NOAA: Committee Republicans are skeptical that one of the agency’s biggest projects, the $10+ billion Joint Polar Satellite System (JPSS), can be built on time or on budget. It supports “a small redirection of funding” from the system to “explore more cost-effective options for obtaining the data necessary for timely and accurate weather forecasts.” Those land- and air-based alternatives, however, probably “wouldn’t help with climate monitoring,” notes Pew’s Gulledge. But he says it is encouraging that “they recognized the importance of JPSS.”
Environmental Protection Agency: The lawmakers would eliminate $20.8 million that EPA’s Office of Research and Development spends on “global change research” and would cut an unspecified amount of funding for the agency’s Integrated Risk Information System (IRIS), which assesses chemical hazards. The IRIS program has long been controversial.

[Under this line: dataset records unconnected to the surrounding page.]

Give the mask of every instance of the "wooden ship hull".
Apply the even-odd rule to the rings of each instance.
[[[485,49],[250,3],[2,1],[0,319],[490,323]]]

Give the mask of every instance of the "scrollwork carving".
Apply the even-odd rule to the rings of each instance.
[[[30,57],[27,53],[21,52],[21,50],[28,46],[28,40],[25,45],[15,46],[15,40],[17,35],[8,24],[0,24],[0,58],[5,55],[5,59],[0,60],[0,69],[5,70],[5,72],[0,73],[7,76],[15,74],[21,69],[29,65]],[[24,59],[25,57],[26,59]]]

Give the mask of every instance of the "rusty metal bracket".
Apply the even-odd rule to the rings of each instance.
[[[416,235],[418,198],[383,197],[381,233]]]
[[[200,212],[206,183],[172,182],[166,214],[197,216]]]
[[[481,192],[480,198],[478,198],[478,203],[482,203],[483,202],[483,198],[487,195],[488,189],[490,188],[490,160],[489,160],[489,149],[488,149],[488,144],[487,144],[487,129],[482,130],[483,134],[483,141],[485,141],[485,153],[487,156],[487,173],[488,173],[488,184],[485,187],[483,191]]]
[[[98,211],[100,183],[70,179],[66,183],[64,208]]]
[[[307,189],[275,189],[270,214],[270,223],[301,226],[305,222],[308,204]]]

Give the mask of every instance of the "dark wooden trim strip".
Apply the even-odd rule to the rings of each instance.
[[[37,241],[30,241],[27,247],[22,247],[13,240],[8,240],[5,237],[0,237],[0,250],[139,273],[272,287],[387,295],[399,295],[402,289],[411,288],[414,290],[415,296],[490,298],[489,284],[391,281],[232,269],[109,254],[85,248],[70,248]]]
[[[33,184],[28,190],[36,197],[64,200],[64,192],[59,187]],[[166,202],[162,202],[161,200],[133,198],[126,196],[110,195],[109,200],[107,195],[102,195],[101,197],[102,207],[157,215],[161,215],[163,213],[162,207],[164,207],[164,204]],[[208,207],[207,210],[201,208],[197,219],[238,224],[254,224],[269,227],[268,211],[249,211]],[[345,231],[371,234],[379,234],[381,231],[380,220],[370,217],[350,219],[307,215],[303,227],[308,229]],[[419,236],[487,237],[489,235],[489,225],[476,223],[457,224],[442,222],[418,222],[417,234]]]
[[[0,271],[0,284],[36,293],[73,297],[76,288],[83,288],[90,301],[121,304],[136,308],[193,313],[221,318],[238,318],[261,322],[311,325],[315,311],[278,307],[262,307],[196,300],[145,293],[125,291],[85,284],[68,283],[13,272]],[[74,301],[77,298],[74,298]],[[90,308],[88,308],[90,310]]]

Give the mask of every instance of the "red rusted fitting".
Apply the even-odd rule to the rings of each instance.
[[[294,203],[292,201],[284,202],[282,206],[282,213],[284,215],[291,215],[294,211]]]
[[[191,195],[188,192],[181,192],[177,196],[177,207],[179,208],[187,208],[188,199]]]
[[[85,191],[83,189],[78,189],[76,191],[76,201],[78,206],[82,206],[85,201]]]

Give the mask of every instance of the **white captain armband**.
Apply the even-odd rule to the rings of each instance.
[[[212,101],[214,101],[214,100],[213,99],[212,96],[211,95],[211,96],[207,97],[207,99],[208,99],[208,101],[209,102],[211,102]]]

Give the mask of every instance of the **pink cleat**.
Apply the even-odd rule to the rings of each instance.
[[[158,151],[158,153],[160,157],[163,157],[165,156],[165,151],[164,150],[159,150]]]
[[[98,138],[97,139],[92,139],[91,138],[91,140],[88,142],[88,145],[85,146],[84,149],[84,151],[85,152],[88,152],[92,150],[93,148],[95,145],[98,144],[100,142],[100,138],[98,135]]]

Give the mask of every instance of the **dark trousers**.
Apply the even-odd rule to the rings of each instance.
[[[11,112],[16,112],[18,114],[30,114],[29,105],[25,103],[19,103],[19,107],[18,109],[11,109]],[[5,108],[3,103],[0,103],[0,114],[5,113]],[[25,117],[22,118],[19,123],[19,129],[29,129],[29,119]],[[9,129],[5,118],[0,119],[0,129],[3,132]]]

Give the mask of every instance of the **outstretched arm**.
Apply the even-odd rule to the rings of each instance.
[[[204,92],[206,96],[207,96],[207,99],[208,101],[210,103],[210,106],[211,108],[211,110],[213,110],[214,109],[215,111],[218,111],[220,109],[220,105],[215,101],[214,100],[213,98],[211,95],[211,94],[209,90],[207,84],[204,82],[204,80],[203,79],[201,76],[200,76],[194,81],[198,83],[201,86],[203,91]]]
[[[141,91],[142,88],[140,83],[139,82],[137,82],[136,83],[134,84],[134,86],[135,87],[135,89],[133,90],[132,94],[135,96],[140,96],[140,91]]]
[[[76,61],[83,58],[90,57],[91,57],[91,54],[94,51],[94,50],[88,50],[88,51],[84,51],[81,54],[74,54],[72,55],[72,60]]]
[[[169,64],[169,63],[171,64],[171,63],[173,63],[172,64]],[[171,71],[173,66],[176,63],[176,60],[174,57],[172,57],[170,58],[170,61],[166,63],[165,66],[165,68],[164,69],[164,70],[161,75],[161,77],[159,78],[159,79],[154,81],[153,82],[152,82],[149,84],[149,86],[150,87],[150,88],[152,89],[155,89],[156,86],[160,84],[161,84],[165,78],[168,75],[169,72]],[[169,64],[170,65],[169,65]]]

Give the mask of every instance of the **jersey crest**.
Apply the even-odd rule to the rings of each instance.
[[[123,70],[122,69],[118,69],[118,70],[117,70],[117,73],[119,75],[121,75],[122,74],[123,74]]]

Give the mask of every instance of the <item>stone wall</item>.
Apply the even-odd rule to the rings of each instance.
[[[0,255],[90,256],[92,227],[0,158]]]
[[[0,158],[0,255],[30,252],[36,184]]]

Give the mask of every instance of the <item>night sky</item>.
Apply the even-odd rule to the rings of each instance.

In a 4-page letter released on 13 October, the ranking Democrat on the science committee, Representative Eddie Bernice Johnson (D-TX), called for “continued federal investment in science and technology as an important component of any serious effort to achieve long-term deficit reduction.” It is “critically important,” she wrote, for the super committee to “include serious revenue enhancements in its set of recommendations. Failure to do so would likely lead to ill-advised pressures for cuts” to “vital areas.” A separate letter circulated by Representatives David Price (D-NC) and Rush Holt (D-NJ) urged the super committee to “ensure that deficit reduction policies strengthen, rather than harm, the nation’s education, science and research infrastructure.” Neither letter identified specific revenue sources or cuts.
Correction: This item has been corrected to reflect that the required deficit reductions total $1.2 trillion over 10 years, not $1.2 billion.